Centri di raccolta, arrivano i rinforzi
I laureandi potranno prestare servizio

2022-03-29T14:06:17+02:00 29 Marzo 2022|Attualità|
donare di Giancarlo Liviano D'Arcangelo

I centri di raccolta emocomponenti hanno bisogno di personale sanitario aggiuntivo.

Non è certo una novità, il tema è tra i più importanti per chi gestisce e analizza le criticità del sistema trasfusionale italiano, e la notizia di queste ultime ore è senza dubbio un segnale importante.

La Camera dei deputati ha infatti approvato il Decreto “Sostegni ter” con il quale, grazie a un emendamento della senatrice Paola Boldrini, laureandi e specializzandi in medicina potranno finalmente entrare nei centri di raccolta e  “prestare, al di fuori dell’orario dedicato alla formazione specialistica e fermo restando l’assolvimento degli obblighi formativi, la propria collaborazione volontaria a titolo gratuito ed occasionale, al di fuori dell’orario dedicato alle attività formative  agli enti e alle associazioni che, senza scopo di lucro, svolgono attività di raccolta di sangue ed emocomponenti sulla base di convenzioni stipulate con le regioni o con gli enti del Servizio sanitario nazionale”.

centri

Un centro trasfusionale

LEGGI PER INTERO IL DECRETO “SOSTEGNI TER”

Una decisione importante soprattutto per la gestione di un’emergenza nel breve periodo, emergenza che più volte su www.donatorih24.it avevamo raccontato, ma che tuttavia deve essere considerata soltanto come un primo passo verso riforme più decisive verso il futuro.

A mancare non è soltanto il personale di supporto nei centri di raccolta – i compiti che sarebbero svolti dai volontari – ma anche quello specializzato.

Il direttore del Simti (Società Italiana di Medicina Trasfusionale e Immunoematologia, Francesco Fiorin, si era infatti espresso così nell’interista rilasciata alla nostra testata al momento del suo insediamento.

“Il Simti – disse – negli ultimi dieci anni ha perseguito con tenacia il riconoscimento di una scuola di specializzazione specifica che riguardasse la medicina trasfusionale, purtroppo con scarso risultato. La conseguenza è che i medici che arrivano a lavorare nei servizi trasfusionali italiani hanno bisogno di formazione e allo stato attuale sono solo le Società Scientifiche del settore, in modo particolare SIMTI, che riescono a mantenere alti livelli di proposte formative rivolte ai nostri professionisti. Purtroppo la carenza di medici in Italia è un dato di fatto e riguarda tutte le specialità e quindi anche la medicina trasfusionale. Forse sarà il caso di pensare a quali altre figure professionali sanitarie poter coinvolgere nelle nostre attività tenendo ovviamente distinte quelle che sono le diverse specificità, in particolare per i medici la capacità unica di fare diagnosi e prescrivere una terapia. Ma ripeto, è del tutto evidente che questo problema va affrontato in maniera responsabile da parte di tutti, delle istituzioni in maniera particolare, senza dimenticare che i processi trasfusionali tagliano in maniera trasversale tutte le attività sanitarie che ogni giorno si svolgono in ospedale e che anche il migliore chirurgo farà fatica ad operare senza emocomponenti a disposizione”.

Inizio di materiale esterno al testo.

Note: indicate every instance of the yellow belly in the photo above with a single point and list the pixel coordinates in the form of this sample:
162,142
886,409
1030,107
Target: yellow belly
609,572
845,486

Lo stesso Gianpietro Briola, che come tanti altri attori di sistema aveva caldeggiato attraverso vari appelli alle istituzioni l’inserimento dei laureandi nel centri trasfusionali, ha sottolineato infatti come questo decreto debba essere considerato soltanto il primo passo verso un rafforzamento ulteriore del comparto.

“È una notizia molto importante per la quale devo prima di tutto ringraziare la Senatrice Boldrini e il Sottosegretario alla Salute, Andrea Costa– ha detto il presidente di Avis nazionale – con i quali abbiamo avuto e stiamo continuando ad avere un fitto e proficuo confronto su questo tema  Aver ottenuto la fiducia del Parlamento e del Governo significa che le problematiche sollevate da AVIS erano reali e concrete e, grazie a un lavoro sinergico con le istituzioni e attraverso le proposte presentate anche da numerosi parlamentari di diversi gruppi politici, siamo riusciti a trovare una soluzione. Tuttavia, per noi questo è solo il primo passo di un percorso che dovrà portare a un ulteriore rafforzamento delle figure sanitarie impegnate nelle attività trasfusionali. Questo settore deve diventare appetibile come lo sono altre branche della medicina, solo così riusciremo a tutelare i donatori e soddisfare le esigenze dei malati, evitando il rinvio degli appuntamenti già fissati e l’allontanamento delle persone dalla donazione”.

Serviranno dunque altri interventi e altri investimenti, per proseguire con coerenza ed efficacia il percorso del paese verso l’obiettivo strategico nazionale dell’autosufficienza.